RESOURCE: If you or someone you know has thoughts of suicide, you can call 9-8-8 for the national Suicide and Crisis Lifeline
The single mom and her daughter are now grappling with the difficult choice of whether to move out of Florida.
“I don't know how many parents out there, for whatever reason, have heard their kids express that they would rather not be alive. But that is not something you ever want to hear once. And if you are ever unfortunate enough to, as a parent who would give your life for safety, security and happiness of your children, you are going to do whatever it takes to never hear those words again.
“So if worst-case scenario happens, if these bills are passed as they are currently worded, [legal] injunctions don't work, if medical insurance companies are taking this as an excuse to start denying coverage — we're out. We can't stay,” she said.
She explained she lives with her parents right now to save money on housing. While they are accepting of her daughter’s identity, she said they had told her if she and her daughter moved, they would not be going with them.
“My parents are getting older, but they still help, you know, we are a team,” she said. “And to know that wherever it is we choose to go, that the team reduces by half, it was really hard."
That changed when a House committee advanced its bill last month, rejecting Democratic lawmakers' attempt to add an amendment that would have allowed her daughter and other existing patients to continue care.
“As soon as I read it [the bill text], I was in my car, I had just parked, and the gravity of it just kind of hit me,” said the mom. “It was no longer conceptual that they're [Republican lawmakers] trying to kill my kid. And I lost it. And I just sobbed.”
Her parents saw her crying and came out to ask what was wrong. She filled them in about the bill.
“And they looked at me and they said, ‘If we've got to go, we've got to go,’” she said, her voice breaking with emotion. “And it was the first time that they were willing to go with us. Because we're a team. And the amount of hope that that gave me — it’s unspeakable.
“But the flip side of that is feeling for all of the people that don't have the hope. And you know, what slays me, is I was talking to my daughter about it because she has to know what's coming. And she said, ‘Mom, when we get where we're going, can we be, like, a safe haven for other kids?’ So, to all of you who don't have hope, we’ll be your hope."

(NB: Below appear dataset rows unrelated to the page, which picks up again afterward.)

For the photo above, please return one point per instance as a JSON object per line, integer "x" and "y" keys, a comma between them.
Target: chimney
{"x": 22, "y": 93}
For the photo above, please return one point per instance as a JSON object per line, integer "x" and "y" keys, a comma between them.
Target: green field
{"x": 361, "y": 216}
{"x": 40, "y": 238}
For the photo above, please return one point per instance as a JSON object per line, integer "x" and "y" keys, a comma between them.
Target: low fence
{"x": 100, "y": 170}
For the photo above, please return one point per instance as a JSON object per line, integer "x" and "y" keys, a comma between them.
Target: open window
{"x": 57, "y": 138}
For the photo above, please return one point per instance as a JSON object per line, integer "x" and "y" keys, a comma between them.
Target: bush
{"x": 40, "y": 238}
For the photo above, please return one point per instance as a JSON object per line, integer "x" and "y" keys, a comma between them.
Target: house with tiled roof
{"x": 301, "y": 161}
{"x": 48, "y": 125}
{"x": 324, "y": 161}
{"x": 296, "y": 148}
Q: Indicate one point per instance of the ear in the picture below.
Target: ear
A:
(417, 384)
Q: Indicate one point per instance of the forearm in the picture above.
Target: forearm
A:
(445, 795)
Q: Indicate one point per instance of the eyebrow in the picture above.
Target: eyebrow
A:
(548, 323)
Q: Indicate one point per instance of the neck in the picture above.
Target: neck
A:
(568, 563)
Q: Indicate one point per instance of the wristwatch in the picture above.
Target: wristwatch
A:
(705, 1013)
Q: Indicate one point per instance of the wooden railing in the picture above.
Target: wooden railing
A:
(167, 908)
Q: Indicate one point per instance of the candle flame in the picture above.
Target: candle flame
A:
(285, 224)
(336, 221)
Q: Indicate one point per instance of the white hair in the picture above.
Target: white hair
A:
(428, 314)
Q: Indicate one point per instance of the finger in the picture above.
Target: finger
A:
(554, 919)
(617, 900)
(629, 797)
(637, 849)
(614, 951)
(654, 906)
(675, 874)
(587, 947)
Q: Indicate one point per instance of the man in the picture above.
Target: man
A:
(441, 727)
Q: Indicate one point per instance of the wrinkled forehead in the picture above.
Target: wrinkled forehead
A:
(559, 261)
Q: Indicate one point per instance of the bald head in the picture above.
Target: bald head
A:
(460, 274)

She wiped tears from her eyes before pointing out that despite the hardships, her family is more fortunate than others.
“I'm lucky because I can go,” she said. “It will be hard. It will financially devastate me, but I can do it. My heart shatters for the families that can't for whatever reason. There are a ton of reasons why families can't go. We’ve got to fight for them.
“You don't have to have a trans human in your life to care. You just have to care.”